Most of the children who are trained here are from poor families but they are always ready to give their best, according to the coaches. More than 1,000 people—a majority of them women- have received training here. “We give training air pistol, air rifle shooting and it is true. People can bring their own guns and practice The training is given in pistol and air rifle shooting free. People can bring their own rifle and practice”.
The shooting range has changed lives of many youth. Rubi Tomar of the Punjab Police, Sema Tomar and Varsha Tomar, who are in the army and Shefali Tomar, who is at the University of Chandigarh, are some of the successful products from Johri shooting range . Rajiv Jatav, son of a brick-klin worker, has found job in the Central Reserve Police Force.

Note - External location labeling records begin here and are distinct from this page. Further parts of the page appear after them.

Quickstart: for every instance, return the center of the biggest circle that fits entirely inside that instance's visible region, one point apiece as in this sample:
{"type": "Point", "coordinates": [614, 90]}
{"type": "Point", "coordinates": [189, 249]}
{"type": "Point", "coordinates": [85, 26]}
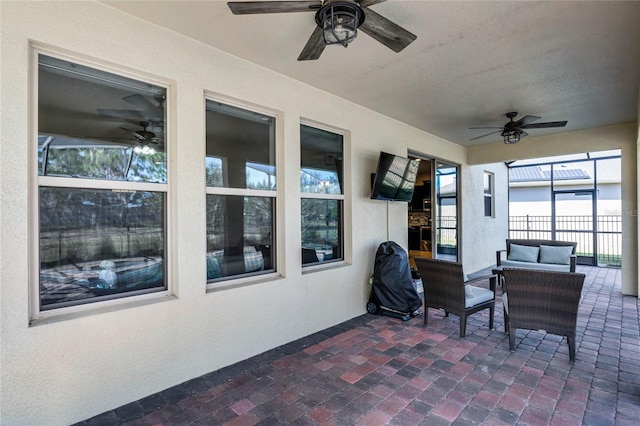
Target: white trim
{"type": "Point", "coordinates": [322, 196]}
{"type": "Point", "coordinates": [115, 185]}
{"type": "Point", "coordinates": [346, 214]}
{"type": "Point", "coordinates": [235, 281]}
{"type": "Point", "coordinates": [218, 190]}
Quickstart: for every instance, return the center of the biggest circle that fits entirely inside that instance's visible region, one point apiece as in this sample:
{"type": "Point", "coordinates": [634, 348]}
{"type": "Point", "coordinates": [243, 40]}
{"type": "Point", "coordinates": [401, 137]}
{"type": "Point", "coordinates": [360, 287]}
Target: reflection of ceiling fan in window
{"type": "Point", "coordinates": [146, 142]}
{"type": "Point", "coordinates": [146, 110]}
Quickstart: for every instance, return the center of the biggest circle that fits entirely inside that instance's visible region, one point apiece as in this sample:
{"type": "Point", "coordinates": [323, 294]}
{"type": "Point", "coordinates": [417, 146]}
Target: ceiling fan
{"type": "Point", "coordinates": [512, 131]}
{"type": "Point", "coordinates": [145, 140]}
{"type": "Point", "coordinates": [147, 110]}
{"type": "Point", "coordinates": [337, 22]}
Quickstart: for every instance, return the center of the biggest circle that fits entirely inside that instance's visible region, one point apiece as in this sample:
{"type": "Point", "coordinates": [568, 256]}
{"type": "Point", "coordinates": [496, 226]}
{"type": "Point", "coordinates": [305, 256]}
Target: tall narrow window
{"type": "Point", "coordinates": [241, 192]}
{"type": "Point", "coordinates": [321, 184]}
{"type": "Point", "coordinates": [488, 194]}
{"type": "Point", "coordinates": [102, 185]}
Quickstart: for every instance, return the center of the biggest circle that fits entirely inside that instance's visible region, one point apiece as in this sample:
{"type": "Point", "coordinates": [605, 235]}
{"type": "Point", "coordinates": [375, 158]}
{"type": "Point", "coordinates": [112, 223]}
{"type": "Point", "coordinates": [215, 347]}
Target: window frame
{"type": "Point", "coordinates": [37, 181]}
{"type": "Point", "coordinates": [344, 231]}
{"type": "Point", "coordinates": [255, 277]}
{"type": "Point", "coordinates": [490, 194]}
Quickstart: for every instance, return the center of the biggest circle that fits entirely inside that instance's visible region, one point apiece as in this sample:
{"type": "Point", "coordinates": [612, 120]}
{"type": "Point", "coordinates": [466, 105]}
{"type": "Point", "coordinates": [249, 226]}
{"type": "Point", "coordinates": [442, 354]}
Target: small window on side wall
{"type": "Point", "coordinates": [489, 194]}
{"type": "Point", "coordinates": [102, 185]}
{"type": "Point", "coordinates": [322, 199]}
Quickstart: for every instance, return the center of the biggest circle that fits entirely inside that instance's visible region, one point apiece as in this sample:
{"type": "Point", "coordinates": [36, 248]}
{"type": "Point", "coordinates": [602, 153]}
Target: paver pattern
{"type": "Point", "coordinates": [377, 370]}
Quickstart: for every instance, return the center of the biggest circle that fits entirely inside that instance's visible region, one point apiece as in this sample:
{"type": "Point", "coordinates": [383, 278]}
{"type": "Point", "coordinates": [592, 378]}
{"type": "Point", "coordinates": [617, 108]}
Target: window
{"type": "Point", "coordinates": [321, 184]}
{"type": "Point", "coordinates": [241, 192]}
{"type": "Point", "coordinates": [102, 185]}
{"type": "Point", "coordinates": [488, 194]}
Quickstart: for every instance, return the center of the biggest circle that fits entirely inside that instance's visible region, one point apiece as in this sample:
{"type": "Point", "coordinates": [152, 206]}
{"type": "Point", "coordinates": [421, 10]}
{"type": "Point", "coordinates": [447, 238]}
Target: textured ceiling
{"type": "Point", "coordinates": [471, 63]}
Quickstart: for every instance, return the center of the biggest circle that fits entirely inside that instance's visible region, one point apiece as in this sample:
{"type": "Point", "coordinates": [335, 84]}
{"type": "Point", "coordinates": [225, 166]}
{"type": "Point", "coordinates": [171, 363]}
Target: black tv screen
{"type": "Point", "coordinates": [395, 178]}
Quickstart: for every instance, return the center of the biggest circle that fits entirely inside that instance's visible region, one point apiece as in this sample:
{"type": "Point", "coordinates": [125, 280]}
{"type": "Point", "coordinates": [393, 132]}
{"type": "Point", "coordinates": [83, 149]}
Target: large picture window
{"type": "Point", "coordinates": [241, 192]}
{"type": "Point", "coordinates": [102, 185]}
{"type": "Point", "coordinates": [321, 185]}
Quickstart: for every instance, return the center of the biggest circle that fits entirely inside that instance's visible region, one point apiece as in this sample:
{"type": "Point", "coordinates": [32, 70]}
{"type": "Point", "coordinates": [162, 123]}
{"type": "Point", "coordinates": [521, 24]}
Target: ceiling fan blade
{"type": "Point", "coordinates": [386, 32]}
{"type": "Point", "coordinates": [120, 113]}
{"type": "Point", "coordinates": [144, 103]}
{"type": "Point", "coordinates": [314, 47]}
{"type": "Point", "coordinates": [478, 137]}
{"type": "Point", "coordinates": [251, 7]}
{"type": "Point", "coordinates": [545, 125]}
{"type": "Point", "coordinates": [367, 3]}
{"type": "Point", "coordinates": [526, 120]}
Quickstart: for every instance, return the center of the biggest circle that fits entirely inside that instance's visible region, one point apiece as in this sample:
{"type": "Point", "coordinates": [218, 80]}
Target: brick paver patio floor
{"type": "Point", "coordinates": [375, 370]}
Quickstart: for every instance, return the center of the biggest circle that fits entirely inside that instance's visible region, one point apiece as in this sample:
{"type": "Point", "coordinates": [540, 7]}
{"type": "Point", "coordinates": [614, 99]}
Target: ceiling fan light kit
{"type": "Point", "coordinates": [511, 137]}
{"type": "Point", "coordinates": [339, 21]}
{"type": "Point", "coordinates": [512, 131]}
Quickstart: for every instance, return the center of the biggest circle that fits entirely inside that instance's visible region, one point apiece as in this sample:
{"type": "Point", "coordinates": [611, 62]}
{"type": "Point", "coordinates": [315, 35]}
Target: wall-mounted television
{"type": "Point", "coordinates": [394, 179]}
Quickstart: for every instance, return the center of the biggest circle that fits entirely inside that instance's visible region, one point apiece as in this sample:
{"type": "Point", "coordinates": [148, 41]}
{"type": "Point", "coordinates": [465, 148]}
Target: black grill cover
{"type": "Point", "coordinates": [393, 288]}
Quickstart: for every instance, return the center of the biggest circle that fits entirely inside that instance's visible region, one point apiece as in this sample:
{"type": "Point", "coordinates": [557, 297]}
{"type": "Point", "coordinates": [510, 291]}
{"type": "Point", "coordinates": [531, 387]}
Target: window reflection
{"type": "Point", "coordinates": [99, 243]}
{"type": "Point", "coordinates": [239, 235]}
{"type": "Point", "coordinates": [321, 230]}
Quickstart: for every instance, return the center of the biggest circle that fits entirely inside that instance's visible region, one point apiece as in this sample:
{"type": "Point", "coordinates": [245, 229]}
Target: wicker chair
{"type": "Point", "coordinates": [542, 300]}
{"type": "Point", "coordinates": [444, 288]}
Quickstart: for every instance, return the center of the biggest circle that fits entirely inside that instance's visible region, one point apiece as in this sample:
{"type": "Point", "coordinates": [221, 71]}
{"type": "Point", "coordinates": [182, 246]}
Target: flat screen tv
{"type": "Point", "coordinates": [394, 179]}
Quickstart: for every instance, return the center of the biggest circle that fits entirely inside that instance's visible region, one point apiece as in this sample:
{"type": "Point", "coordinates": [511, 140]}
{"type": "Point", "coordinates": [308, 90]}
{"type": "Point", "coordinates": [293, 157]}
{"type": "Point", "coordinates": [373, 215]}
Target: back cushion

But when it began 24 years ago, things were not so easy for Singh and his supporters. Many people thought that the youth would become dacoits if they mastered shooting. The patriarchal culture prevailing in the region too played its part as men opposed women handling guns.
Chandro Tai says “I used to wait till everyone in my house was asleep. Only then would I go to the range”. But things have changed now with people realizing the benefit of shooting learning.
Johri, however, has a long way to go. Facilities are limited and financial support for students is far from adequate. Those children who excel are adopted by the Sports Authority and given monthly scholarship of Rs. 600 per month and are supported till they are 18, said caretaker of the shooting range.
Another shooting range is coming up in Johri, which will focus on imparting training in 50-meter event, but the lack of financial supporting is affecting its progress. An air pistol costs Rs. 65,000 and a box of pellets costs more than Rs. 4000, which budding shooters can hardly afford. Johri certainly needs support from the rest of the country.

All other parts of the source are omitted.